Predictronics Co-Founder and CTO Discuss Industrial AI and Its Challenges at PHM 2018 Workshop
OCTOBER 3, 2018
This year’s 10th Annual Conference of the Prognostics and Health Management Society on September 24th to September 27th in Philadelphia, Pennsylvania saw definite growth, with over 300 intellectual minds and a greater range of diversity in the industries present, expanding from a mostly aerospace focus to include automotive and railway transportation, heavy industry, energy, manufacturing, medical technologies, and more.
Predictronics co-founder and Director of the NSF I/UCRC for Intelligent Maintenance Systems at the University of Cincinnati, Professor Jay Lee, and CTO, Dr. David Siegel, hosted an Industrial AI workshop on the first day of the conference with colleagues from NIST, The Hess PHM Group, and Noodle.ai.
Numerous industry powerhouses were in attendance, including GM, Ford, GE, Siemens, Northrop Grumman, and Lockheed Martin.
The group discussed innovation in Industrial AI along with the many triumphs and trials within the field.
Here are the five major challenges that Industrial AI faces in the future, as explored by the panel during the workshop:
- There needs to be better ways within Industrial AI to integrate the domain knowledge, acquired by individuals, with the data-driven simulation models developed through machine learning. Only relying on specific data science strategies and solutions can sometimes produce inaccurate results. Not only is there usually no historical data available at the beginning of a project, making data visualization and model development inaccurate, but also advanced machine learning techniques usually need supervision.
- A few broader technical problems exist, an example of which is model accuracy and determining the proper validation of analysis models. One suggestion to combat this would be to ensure the data utilized for analysis is clean, meaning the right data is collected to start and that the noise is removed.
Another technical challenge is the interpretability problem within AI, whereby AI creators cannot explain how the artificial intelligence reached a particular decision or conclusion. Data-driven models have been found to be good explainable models, in that their behavior can easily be understood by humans.
- Questions still arise in the realm of prediction models and whether or not they should be reset. Industrial AI often expands beyond the parameters with which it was initially trained.
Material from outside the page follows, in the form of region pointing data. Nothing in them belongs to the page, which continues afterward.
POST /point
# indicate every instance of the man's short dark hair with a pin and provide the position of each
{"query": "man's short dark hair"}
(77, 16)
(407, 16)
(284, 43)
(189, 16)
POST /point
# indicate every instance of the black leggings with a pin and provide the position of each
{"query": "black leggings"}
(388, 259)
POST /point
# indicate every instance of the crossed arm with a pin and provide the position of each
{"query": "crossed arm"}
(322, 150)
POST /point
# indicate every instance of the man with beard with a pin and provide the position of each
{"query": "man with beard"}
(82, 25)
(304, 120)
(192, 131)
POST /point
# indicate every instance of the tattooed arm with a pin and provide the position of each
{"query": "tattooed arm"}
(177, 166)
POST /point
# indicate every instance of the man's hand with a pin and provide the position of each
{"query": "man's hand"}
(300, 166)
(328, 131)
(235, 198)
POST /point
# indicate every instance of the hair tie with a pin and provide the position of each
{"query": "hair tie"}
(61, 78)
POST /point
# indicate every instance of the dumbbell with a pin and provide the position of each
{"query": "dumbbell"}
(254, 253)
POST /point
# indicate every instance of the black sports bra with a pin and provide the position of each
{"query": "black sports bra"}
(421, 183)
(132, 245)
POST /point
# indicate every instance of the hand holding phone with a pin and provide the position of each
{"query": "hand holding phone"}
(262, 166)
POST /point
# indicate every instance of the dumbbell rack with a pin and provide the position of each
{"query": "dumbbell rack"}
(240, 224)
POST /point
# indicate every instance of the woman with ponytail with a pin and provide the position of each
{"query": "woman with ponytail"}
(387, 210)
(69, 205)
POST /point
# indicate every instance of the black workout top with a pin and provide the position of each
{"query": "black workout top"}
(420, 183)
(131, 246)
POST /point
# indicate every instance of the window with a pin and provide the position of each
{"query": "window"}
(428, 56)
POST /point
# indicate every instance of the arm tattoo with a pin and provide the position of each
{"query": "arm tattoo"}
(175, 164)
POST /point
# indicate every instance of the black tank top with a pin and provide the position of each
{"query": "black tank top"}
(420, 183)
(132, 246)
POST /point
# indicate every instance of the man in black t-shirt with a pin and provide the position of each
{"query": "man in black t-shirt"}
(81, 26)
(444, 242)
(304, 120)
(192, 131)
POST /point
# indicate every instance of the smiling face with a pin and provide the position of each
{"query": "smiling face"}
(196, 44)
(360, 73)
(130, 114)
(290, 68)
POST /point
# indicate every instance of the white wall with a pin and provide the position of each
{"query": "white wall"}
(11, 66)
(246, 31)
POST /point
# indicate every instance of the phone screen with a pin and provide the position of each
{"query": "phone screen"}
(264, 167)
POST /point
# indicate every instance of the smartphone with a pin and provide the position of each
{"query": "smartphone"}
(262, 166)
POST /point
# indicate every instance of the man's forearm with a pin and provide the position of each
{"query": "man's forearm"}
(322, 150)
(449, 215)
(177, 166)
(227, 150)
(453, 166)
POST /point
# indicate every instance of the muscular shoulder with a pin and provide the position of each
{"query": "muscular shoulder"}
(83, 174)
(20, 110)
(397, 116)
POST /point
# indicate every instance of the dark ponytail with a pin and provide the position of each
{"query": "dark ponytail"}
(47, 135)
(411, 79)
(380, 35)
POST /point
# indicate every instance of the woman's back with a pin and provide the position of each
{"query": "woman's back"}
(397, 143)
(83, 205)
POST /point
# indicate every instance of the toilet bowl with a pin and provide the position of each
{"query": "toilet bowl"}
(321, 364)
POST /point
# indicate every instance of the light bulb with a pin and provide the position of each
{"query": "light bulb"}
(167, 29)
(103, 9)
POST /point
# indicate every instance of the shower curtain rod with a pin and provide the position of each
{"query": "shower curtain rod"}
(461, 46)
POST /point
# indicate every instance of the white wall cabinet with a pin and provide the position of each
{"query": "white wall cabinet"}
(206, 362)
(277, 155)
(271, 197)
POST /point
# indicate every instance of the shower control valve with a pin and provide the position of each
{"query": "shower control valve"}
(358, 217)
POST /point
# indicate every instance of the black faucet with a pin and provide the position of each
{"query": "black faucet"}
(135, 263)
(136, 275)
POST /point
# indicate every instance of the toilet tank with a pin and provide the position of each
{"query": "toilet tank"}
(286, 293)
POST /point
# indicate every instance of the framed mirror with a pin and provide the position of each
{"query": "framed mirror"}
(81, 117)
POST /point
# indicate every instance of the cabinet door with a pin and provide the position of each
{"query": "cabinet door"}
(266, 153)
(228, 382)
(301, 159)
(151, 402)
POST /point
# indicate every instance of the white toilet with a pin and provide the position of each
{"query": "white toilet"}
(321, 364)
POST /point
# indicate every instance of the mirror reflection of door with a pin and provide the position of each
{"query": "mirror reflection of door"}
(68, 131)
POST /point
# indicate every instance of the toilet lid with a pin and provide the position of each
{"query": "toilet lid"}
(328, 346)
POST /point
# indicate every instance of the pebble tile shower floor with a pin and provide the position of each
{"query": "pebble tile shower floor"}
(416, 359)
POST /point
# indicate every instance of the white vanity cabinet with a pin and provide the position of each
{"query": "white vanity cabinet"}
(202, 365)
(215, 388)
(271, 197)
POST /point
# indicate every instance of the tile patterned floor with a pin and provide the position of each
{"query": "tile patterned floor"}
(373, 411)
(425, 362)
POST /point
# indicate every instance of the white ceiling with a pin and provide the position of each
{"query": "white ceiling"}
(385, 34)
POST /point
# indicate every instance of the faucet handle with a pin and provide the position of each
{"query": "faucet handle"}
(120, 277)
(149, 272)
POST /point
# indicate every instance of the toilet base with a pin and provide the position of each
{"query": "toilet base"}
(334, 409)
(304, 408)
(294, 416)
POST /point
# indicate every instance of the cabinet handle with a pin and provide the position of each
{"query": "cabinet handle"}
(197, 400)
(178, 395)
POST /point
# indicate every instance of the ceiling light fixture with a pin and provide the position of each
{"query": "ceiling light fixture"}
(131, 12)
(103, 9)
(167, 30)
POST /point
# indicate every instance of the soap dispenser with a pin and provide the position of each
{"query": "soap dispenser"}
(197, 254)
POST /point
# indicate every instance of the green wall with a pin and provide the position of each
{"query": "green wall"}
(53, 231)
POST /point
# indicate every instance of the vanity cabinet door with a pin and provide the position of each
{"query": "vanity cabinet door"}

Will allowing AI to have no bounds lead to greater achievements and innovation or a real-life Terminator situation?
- Simulations can be lacking in labeled data sets. Anomaly detection is usually the default for model building in order to identify problems. But, to achieve better growth and accuracy, data needs examples to be collected over time to validate patterns and trends within the model.
- Many times, businesses utilizing Industrial AI tend to start a project by determining the specific signals and data needed to solve a problem and then they add more sensors as needed at acquire that data. The best approach is to just collect as much data as possible and, then, extract the value, in order to ensure the highest data quality.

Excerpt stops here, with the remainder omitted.